Distributional Multi-Objective Decision Making
This provides a new approach for decision support in real-world problems with conflicting objectives, though it appears incremental by building on existing multi-objective methods.
The paper tackles the problem of decision support in multi-objective scenarios by introducing a distributional dominance criterion to identify optimal policies, showing that it captures policies ignored by traditional Pareto fronts and proving it includes all policies maximizing expected utility for risk-averse decision makers.
For effective decision support in scenarios with conflicting objectives, sets of potentially optimal solutions can be presented to the decision maker. We explore both what policies these sets should contain and how such sets can be computed efficiently. With this in mind, we take a distributional approach and introduce a novel dominance criterion relating return distributions of policies directly. Based on this criterion, we present the distributional undominated set and show that it contains optimal policies otherwise ignored by the Pareto front.
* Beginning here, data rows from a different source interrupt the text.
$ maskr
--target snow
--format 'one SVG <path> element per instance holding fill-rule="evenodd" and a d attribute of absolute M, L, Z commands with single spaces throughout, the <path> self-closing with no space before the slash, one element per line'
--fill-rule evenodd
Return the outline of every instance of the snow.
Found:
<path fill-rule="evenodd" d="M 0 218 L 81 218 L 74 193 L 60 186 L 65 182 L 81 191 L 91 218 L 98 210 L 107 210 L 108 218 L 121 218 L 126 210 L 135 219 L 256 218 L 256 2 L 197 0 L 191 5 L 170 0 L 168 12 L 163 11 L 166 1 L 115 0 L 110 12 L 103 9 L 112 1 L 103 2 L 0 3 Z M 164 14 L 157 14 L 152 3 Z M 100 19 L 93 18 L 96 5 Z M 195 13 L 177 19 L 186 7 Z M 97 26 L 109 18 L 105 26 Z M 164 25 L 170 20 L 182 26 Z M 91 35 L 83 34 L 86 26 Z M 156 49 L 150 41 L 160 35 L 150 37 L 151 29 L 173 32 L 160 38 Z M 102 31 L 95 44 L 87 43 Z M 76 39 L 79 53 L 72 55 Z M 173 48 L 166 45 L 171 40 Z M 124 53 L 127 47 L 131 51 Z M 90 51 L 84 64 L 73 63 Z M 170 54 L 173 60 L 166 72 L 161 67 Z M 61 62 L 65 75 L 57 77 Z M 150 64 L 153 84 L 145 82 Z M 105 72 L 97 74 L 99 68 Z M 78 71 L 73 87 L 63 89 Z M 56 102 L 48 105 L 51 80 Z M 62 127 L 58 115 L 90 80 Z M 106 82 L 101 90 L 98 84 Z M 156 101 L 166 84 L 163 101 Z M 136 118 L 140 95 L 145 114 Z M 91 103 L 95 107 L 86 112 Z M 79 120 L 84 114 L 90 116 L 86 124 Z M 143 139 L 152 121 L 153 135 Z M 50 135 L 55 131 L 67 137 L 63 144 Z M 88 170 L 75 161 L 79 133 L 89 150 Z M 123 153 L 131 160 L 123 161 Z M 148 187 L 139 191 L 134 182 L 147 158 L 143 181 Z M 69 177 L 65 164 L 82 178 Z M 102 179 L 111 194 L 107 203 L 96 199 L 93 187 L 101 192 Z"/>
In addition, we propose the convex distributional undominated set and prove that it comprises all policies that maximise expected utility for multivariate risk-averse decision makers. We propose a novel algorithm to learn the distributional undominated set and further contribute pruning operators to reduce the set to the convex distributional undominated set. Through experiments, we demonstrate the feasibility and effectiveness of these methods, making this a valuable new approach for decision support in real-world problems.